Growing Steady > Funding
Angel investors, also known as private investors, are a popular form of financing option for businesses and startups. These high-net-worth individuals provide financial backing in exchange for company equity.
Business accelerators are fixed-term, cohort-based programmes that assist startups through finance, mentoring and education. Aside from that, logistical and technical resources are also provided as well as shared office spaces.
There are two types of business accelerators: seed programs; lasting two to four months and focus on less mature startups, and second-stage programs; lasting up to six months and focus on more mature startups.
A rising financing method, Equity Crowdfunding (ECF), is a method of raising funds from several individual investors through an online platform.
ECF also allows businesses set up a more flexible investing plan, which offers greater control towards the business owners.
The Malaysian Government offer a range of grants to support impactful startups and young businesses. Grants are typically awarded to businesses that aim to benefit the community and it is not required to be paid back. However, this does not include technical or financial assistance, such as loan guarantees, interest rate subsidies or revenue sharing.
Peer-to-peer (P2P) lending is an online loan platform. Generally, young businesses and startups are unable to obtain loans from banks to grow their business, due to the requirements.

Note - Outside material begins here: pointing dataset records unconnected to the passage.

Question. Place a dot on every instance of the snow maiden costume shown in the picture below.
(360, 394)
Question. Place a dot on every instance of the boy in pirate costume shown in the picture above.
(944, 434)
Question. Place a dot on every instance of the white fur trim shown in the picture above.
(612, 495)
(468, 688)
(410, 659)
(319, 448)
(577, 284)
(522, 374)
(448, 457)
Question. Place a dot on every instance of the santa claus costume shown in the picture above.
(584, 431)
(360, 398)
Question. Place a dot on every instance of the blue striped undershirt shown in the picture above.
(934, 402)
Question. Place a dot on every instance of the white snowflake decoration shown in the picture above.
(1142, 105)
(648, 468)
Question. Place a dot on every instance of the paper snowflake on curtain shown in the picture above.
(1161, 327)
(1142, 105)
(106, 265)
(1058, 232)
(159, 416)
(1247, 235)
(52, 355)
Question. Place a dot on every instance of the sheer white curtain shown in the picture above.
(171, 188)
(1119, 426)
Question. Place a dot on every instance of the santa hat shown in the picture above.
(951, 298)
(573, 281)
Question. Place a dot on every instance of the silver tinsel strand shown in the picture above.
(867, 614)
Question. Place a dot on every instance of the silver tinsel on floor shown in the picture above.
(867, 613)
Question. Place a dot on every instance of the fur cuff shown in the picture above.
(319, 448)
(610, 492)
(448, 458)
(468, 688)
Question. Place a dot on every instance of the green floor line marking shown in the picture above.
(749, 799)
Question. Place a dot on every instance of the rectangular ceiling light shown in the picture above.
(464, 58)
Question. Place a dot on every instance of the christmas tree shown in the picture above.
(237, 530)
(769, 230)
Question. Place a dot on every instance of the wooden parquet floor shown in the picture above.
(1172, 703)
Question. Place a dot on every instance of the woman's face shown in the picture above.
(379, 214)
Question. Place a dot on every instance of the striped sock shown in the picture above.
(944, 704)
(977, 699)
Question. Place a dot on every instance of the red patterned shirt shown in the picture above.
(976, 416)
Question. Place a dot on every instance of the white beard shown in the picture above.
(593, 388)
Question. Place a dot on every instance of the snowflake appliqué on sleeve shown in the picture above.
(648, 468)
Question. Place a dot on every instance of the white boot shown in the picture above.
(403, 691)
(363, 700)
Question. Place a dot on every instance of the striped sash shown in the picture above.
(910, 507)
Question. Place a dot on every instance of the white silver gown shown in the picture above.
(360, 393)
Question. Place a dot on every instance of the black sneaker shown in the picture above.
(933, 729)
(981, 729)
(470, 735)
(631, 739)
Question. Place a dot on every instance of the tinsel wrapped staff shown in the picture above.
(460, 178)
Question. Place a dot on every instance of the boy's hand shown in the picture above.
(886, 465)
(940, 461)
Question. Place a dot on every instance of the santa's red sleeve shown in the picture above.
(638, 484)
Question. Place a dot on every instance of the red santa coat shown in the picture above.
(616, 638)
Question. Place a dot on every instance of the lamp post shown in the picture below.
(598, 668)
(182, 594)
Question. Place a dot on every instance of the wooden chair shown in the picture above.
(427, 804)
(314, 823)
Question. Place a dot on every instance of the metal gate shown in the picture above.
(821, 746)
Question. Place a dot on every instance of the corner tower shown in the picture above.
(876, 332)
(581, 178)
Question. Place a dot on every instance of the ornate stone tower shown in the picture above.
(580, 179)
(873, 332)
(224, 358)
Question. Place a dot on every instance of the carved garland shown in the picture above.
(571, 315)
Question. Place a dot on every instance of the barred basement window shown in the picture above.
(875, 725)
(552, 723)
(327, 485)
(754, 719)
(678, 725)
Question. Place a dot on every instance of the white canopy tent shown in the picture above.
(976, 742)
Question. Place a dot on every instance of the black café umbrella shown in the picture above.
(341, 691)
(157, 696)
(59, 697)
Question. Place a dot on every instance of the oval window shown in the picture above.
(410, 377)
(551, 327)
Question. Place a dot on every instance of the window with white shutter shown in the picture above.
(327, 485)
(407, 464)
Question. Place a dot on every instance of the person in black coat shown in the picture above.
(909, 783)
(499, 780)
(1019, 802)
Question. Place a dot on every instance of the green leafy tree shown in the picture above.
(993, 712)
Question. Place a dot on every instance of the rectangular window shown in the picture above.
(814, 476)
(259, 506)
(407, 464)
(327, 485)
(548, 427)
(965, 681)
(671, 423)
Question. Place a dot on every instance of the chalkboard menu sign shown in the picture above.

Similar to a conventional loan, P2P provides funding where interest payments are to be made without the need of collateral.
P2P gains its funds from individual investors that are registered on the online platform. Additional benefits are as follows: easy application, fast loan approval and better interest rates than conventional loans.
Venture Capital (VC) and Private Equity (PE) is a form of financing that is provided to non-publicly listed companies and businesses that show high prospects for long-term growth. In exchange for funding, large chunks of the company’s shares will be transferred to the VC and PE.
VC tend to focus on startups and new businesses whereas PE focus on mature companies.
Venture Debt (VD) is a form of non-dilutive funding for early stage companies. VD is different from conventional loans as it does not require collateral and repayment schedules are relatively short (3-4years).
The principal amount to be loaned is typically 30% of the last round of VC fundraising. In exchange for VD, interest payments are needed on the loans and warrants of the company’s common equity are to be issued to the lender.